Mime-Version: 1.0 (Mac OS X Mail 7.3 \(1878.6\))
Subject: Re: draft-seantek-rdf-urn-00 and draft-seantek-xmlns-urn-00
From: Sean Leonard <dev+ietf@seantek.com>
In-Reply-To: <87fvcep0t1.fsf@hobgoblin.ariadne.com>
Date: Fri, 19 Dec 2014 03:12:26 -0800
Content-Transfer-Encoding: quoted-printable
Message-Id: <69F5E07A-C1FC-4437-B099-064008059D59@seantek.com>
References: <87fvcep0t1.fsf@hobgoblin.ariadne.com>
To: "Dale R. Worley" <worley@ariadne.com>
X-Mailer: Apple Mail (2.1878.6)
Archived-At: http://mailarchive.ietf.org/arch/msg/urn-nid/4ZOJAreJfLEbgp9YguXiFEnd-qY
Cc: urn-nid@ietf.org
X-BeenThere: urn-nid@ietf.org
X-Mailman-Version: 2.1.15
Precedence: list
List-Id: discussion of new namespace identifiers for URNs <urn-nid.ietf.org>
List-Unsubscribe: <https://www.ietf.org/mailman/options/urn-nid>, <mailto:urn-nid-request@ietf.org?subject=unsubscribe>
List-Archive: <http://www.ietf.org/mail-archive/web/urn-nid/>
List-Post: <mailto:urn-nid@ietf.org>
List-Help: <mailto:urn-nid-request@ietf.org?subject=help>
List-Subscribe: <https://www.ietf.org/mailman/listinfo/urn-nid>, <mailto:urn-nid-request@ietf.org?subject=subscribe>
X-List-Received-Date: Fri, 19 Dec 2014 11:12:38 -0000

On Dec 17, 2014, at 10:51 AM, Dale R. Worley <worley@ariadne.com> wrote:

> Sean Leonard <dev+ietf@seantek.com> writes:
>> Thought about it. But urn:xmlns:foobar and urn:rdf:foobar are
>> preferable to urn:SOMENID:xmlns:foobar and urn:SOMENID:rdf:foobar. The
>> shorter the better--remember that we are competing with
>> http://example.com/foobar.
> 
> I was considering not syntactically distinguishing XML namespaces and
> RDF references, so both would be of the form urn:id:foobar.  ("id" is
> available as a NID!)  That would be even shorter.

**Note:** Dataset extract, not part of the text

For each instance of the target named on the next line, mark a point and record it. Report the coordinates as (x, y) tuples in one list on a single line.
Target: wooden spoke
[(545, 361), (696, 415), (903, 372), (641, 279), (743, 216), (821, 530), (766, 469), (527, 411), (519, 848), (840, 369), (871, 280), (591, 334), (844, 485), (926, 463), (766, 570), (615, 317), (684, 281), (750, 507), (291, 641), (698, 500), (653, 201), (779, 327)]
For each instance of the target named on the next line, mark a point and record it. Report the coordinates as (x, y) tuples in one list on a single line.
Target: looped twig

It would be shorter. But my observation is that namespaces make the most sense when they uniformly identify a certain class of things, because the common semantics of the things can be assumed, catalogued, and retrieved in a systematic (automated) way.

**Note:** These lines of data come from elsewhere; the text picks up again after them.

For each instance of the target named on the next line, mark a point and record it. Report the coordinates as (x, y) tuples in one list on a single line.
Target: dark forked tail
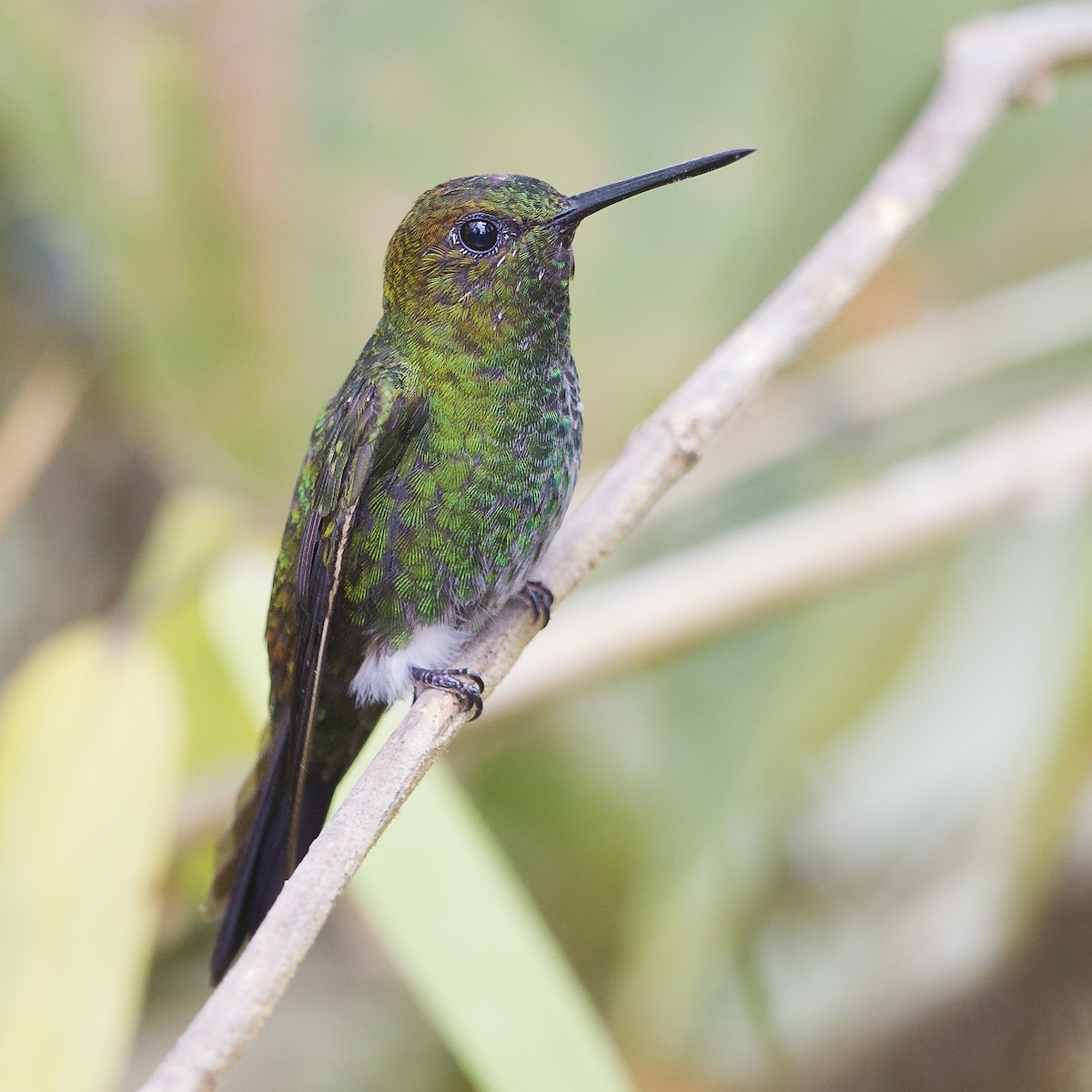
[(252, 854)]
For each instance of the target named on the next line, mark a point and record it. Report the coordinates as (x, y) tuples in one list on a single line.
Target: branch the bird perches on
[(991, 64)]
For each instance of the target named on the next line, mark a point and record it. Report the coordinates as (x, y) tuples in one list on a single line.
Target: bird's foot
[(465, 685), (541, 599)]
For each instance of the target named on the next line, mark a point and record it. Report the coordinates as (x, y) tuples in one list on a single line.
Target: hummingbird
[(434, 480)]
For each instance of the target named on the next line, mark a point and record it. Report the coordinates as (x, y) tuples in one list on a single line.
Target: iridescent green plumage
[(434, 480)]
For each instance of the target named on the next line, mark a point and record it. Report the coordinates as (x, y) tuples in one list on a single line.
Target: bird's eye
[(479, 235)]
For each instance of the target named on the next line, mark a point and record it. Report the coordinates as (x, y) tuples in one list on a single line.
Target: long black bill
[(584, 205)]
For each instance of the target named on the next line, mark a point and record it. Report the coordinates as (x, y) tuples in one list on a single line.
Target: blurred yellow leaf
[(90, 751)]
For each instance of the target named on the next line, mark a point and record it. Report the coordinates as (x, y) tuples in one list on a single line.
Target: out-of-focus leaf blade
[(446, 905), (478, 956), (90, 749)]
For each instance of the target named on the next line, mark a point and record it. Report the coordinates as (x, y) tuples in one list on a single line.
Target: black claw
[(465, 685), (541, 599)]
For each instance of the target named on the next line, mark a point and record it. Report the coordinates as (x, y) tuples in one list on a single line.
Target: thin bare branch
[(931, 356), (1014, 468), (991, 63)]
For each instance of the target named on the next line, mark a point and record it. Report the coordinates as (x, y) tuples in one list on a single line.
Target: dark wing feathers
[(366, 429)]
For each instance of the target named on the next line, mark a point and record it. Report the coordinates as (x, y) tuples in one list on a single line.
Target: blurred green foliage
[(732, 852)]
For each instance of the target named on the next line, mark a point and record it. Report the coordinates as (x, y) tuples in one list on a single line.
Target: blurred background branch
[(1033, 464)]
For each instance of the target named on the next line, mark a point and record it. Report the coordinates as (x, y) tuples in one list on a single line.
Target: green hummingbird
[(434, 481)]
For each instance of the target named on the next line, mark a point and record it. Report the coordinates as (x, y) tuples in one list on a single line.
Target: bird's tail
[(252, 854)]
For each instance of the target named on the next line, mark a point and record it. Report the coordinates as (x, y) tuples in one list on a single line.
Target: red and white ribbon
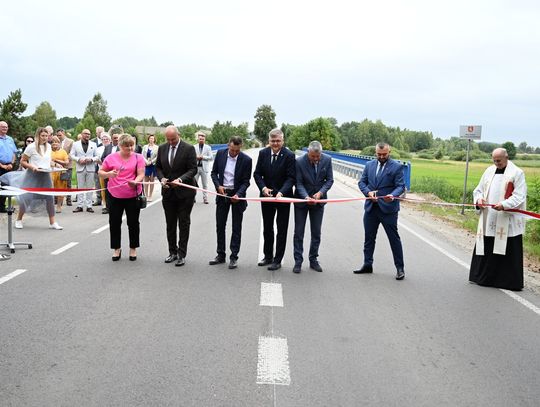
[(66, 192)]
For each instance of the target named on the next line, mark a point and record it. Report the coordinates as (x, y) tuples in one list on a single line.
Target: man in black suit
[(176, 164), (230, 174), (275, 176), (314, 178)]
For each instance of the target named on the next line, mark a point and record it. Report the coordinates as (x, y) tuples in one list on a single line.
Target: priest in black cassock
[(498, 255)]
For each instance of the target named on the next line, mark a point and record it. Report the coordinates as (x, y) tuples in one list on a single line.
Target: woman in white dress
[(37, 156)]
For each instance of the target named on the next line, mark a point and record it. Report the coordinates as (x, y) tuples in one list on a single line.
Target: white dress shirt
[(228, 174)]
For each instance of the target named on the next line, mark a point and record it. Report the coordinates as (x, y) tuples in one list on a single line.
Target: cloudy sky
[(422, 65)]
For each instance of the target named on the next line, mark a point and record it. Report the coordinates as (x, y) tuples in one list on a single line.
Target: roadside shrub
[(441, 188), (533, 204), (458, 155)]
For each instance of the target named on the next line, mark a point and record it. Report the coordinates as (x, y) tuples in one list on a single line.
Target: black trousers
[(2, 198), (116, 211), (372, 220), (222, 213), (269, 211), (178, 215)]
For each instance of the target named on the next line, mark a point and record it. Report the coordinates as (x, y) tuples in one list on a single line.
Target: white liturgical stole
[(500, 224)]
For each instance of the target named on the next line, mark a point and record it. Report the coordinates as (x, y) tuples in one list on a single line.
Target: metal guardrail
[(361, 160)]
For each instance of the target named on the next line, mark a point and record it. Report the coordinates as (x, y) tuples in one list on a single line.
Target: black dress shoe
[(366, 269), (170, 258), (217, 260), (315, 266), (180, 262), (116, 258)]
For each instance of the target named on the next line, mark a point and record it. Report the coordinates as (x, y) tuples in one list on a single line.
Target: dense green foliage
[(44, 115), (319, 129), (11, 110), (222, 132)]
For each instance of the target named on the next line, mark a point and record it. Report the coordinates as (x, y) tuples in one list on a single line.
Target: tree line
[(352, 135)]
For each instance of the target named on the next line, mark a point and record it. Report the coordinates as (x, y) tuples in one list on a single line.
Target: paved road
[(79, 330)]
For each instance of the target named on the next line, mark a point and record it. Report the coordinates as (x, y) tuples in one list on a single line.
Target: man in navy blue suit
[(230, 174), (314, 177), (382, 181), (275, 177)]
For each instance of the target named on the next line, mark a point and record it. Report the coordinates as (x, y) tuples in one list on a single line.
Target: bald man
[(8, 151)]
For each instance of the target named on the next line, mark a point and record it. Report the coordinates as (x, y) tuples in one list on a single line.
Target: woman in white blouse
[(37, 156)]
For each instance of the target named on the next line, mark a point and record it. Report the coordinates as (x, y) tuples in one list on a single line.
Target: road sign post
[(469, 133)]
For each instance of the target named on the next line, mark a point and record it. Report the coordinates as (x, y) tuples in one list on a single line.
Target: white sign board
[(470, 132)]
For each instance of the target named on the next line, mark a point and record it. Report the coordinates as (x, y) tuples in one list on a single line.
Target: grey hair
[(275, 133), (172, 127), (315, 146)]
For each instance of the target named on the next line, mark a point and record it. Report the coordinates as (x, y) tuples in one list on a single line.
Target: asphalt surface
[(77, 329)]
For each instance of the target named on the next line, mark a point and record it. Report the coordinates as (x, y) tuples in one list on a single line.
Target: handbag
[(141, 198)]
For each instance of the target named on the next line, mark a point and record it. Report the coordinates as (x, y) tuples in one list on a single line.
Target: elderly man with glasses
[(8, 151), (84, 153)]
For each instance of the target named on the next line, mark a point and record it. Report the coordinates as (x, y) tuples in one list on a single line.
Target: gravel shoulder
[(457, 237)]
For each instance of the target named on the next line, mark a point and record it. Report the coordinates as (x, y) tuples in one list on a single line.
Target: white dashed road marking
[(11, 275), (273, 361), (64, 248), (271, 295)]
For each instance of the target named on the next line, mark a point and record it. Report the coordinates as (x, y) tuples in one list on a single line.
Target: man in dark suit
[(314, 178), (275, 176), (382, 181), (176, 164), (230, 174)]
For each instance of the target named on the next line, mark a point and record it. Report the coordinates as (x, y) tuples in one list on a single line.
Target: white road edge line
[(271, 295), (11, 275), (511, 294), (105, 227), (64, 248), (273, 361)]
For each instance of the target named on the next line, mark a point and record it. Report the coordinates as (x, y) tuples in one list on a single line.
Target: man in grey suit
[(84, 153), (314, 178), (204, 156)]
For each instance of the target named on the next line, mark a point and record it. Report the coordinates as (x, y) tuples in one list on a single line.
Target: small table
[(10, 210)]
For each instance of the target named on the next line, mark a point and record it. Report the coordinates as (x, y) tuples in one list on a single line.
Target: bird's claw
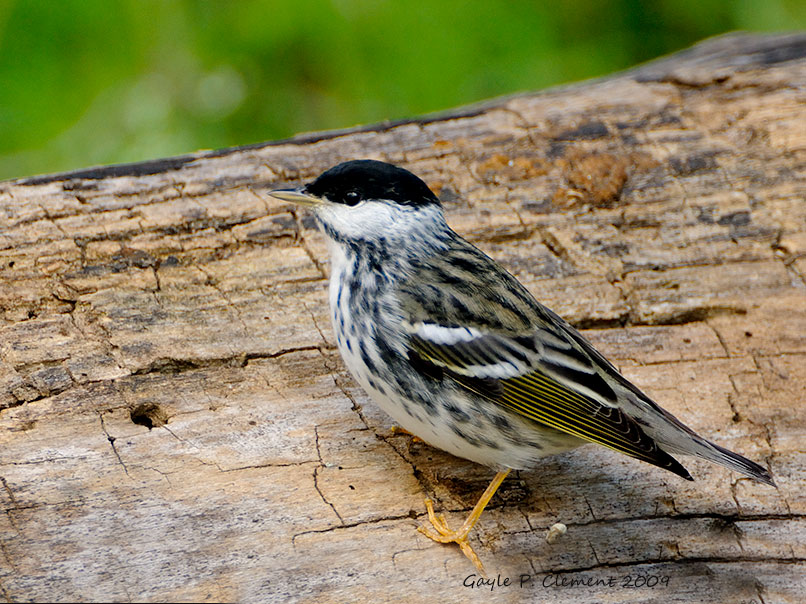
[(444, 534)]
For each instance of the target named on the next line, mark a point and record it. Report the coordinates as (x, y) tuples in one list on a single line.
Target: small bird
[(460, 354)]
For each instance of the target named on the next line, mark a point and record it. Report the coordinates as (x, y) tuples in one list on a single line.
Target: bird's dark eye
[(352, 197)]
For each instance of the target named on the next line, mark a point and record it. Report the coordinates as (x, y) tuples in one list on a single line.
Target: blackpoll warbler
[(460, 354)]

Consider a category NID like “oid”. In that case, urn:oid:* stands for all sorts of things but each and every thing has an OID and associated OID semantics: a number, optional secondary identifiers, (since ~2005) Unicode identifiers, and other information that is stored in databases such as www.oid-info.com (Description, Information, registration data).

A converse example might be an organization-delgated NID like “ietf”. In that case, urn:ietf:* might stand for all sorts of “things” (XML namespaces, parameter values, documents, etc.), but we know that all of those things are “IETF things” and therefore there is one place to get the definitions: from the IETF.

> 
> In regard to "remember that we are competing with
> http://example.com/foobar", I know of no such "competition".  Can you
> update the draft to explain why this is important?’

Ok.

> 
>> Furthermore, urn:xmlns and urn:rdf represent distinct namespaces. The
>> (abstract) resources accessible via and relevant to urn:xmlns are
>> different from urn:rdf, and additional utility is gained by having
>> particular classes of resources made permanently accessible in those
>> distinct namespaces.
> 
> I don't see any value for syntactically distinguishing which URNs are
> XML namespace identifiers and which are RDF references, since the
> contexts in which the two would be used are disjoint.  Can you update
> the draft to explain why this is important?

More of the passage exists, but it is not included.